Sabtu, 29 Oktober 2022

Pesan Allah Kepada Mereka yang Merasa Seperti Orang yang Gagal



Ada korelasi langsung antara kecenderungan seorang Kristen untuk memakai topeng dan kecenderungan Allah untuk membukanya.

Meskipun ini sulit, ingatlah bahwa itu adalah kasih karunia Allah. Allah adalah Allah yang penuh belas kasihan yang, dengan rahmat-Nya, membuka topeng dan mengalahkan agenda tersembunyi kita.

Pribadi Allah yang baik memungkinkan kita untuk berbuat dosa ... dan kadang-kadang dosa yang besar. Yah, mungkin akan lebih baik untuk mengatakan bahwa Allah yang baik akan secara jelas mengungkapkan dosa Anda kepada Anda atau Dia secara jelas akan mengungkapkannya kepada orang lain. Dia akan mengungkapkan kebesaran dosa Anda kepada Anda atau memungkinkan Anda untuk berbuat dosa besar.

Contoh: Natan memperlihatkan kepada Daud tentang pembunuhan dan perzinahannya dalam 2 Samuel 12. Jika itu tidak membuat Anda tersentak, ada sesuatu yang salah dengan Anda. Kemudian, Daud menulis salah satu pengakuan paling mendalam yang dapat ditemukan di seluruh Alkitab, yaitu Mazmur 51.

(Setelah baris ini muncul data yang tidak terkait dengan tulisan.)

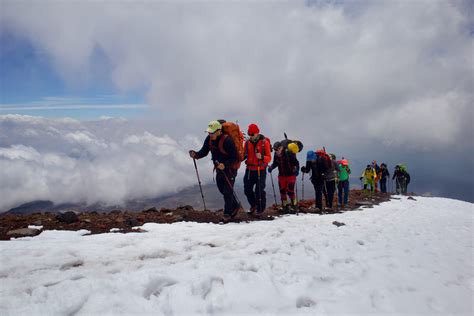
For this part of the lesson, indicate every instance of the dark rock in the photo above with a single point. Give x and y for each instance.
(338, 224)
(363, 203)
(23, 232)
(186, 208)
(132, 222)
(151, 210)
(68, 217)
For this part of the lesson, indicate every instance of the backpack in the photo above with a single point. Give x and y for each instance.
(264, 139)
(323, 156)
(232, 130)
(403, 168)
(286, 142)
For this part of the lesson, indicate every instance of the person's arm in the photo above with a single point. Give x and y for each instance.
(267, 149)
(307, 168)
(204, 151)
(274, 164)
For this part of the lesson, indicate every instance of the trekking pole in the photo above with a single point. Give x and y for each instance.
(302, 185)
(259, 189)
(200, 186)
(296, 190)
(273, 187)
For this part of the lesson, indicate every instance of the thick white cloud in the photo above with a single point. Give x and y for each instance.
(72, 161)
(392, 70)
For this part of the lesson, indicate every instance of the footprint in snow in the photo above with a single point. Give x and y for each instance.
(304, 301)
(156, 286)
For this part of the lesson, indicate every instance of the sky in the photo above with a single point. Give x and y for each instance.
(384, 80)
(402, 257)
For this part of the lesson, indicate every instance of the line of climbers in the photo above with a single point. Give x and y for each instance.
(228, 149)
(373, 174)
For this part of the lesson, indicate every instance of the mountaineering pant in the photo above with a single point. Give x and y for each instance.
(328, 191)
(318, 190)
(287, 186)
(343, 186)
(257, 199)
(226, 188)
(369, 182)
(401, 185)
(383, 185)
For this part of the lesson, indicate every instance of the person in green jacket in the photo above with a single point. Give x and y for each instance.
(368, 178)
(343, 185)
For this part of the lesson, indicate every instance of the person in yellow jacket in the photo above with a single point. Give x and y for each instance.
(368, 178)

Bacalah Mazmur itu dan lihatlah bagaimana Allah merobek topeng Daud. Itu akan memberikan harapan kepada pendosa besar (yaitu Anda dan saya) bahwa Allah adalah Allah yang pengasih dan pemaaf. Dan tidak hanya itu, Anda akan tahu sumber kekuatan Daud, alasan sehingga ia dapat membuat sesuatu seperti menulis Mazmur yang luar biasa dan hidup, dan mengapa ia disebut "seorang pria yang berkenan di hati (Allah)" (1 Sam. 13:14).


Karunia terbesar dari Tuhan untuk orang-orang yang dikasihi-Nya adalah dosa mereka ... saat mereka mengetahuinya. Dan, kutukan terbesar untuk orang Kristen adalah ketaatan Kristen itu... saat mereka mengetahuinya.

Sebagaimana yang saya pahami, Alkitab mengajarkan bahwa orang-orang berdosa karena kita berbuat dosa ... kita semua. Dosa, pemberontakan dan pembangkangan telah menyusup ke dalam serat dari setiap ciptaan Allah dan semua makhluk ciptaan Allah. Itu bukan karena Allah menyukai dosa. Dia membenci dosa karena itu merusak dan berbahaya untuk segala sesuatu yang penting. Itu bukan karena Tuhan tidak menginginkan kita untuk bersenang-senang. Dia bukan "perusak" seperti yang ditunjukkan oleh beberapa pengkhotbah dan orang-orang religius. Hal itu bukan karena Dia mengambil kesenangan dalam menghukum kita saat kita keluar dari jalur. Astaga, Allah malah melakukan hal yang sebaliknya dan melakukan ketidakadilan terbesar dalam sejarah dunia, hukuman dicurahkan pada Anak-Nya sendiri sebagai "pendamaian bagi dosa-dosa kita" (1 Yohanes 2: 2, AYT).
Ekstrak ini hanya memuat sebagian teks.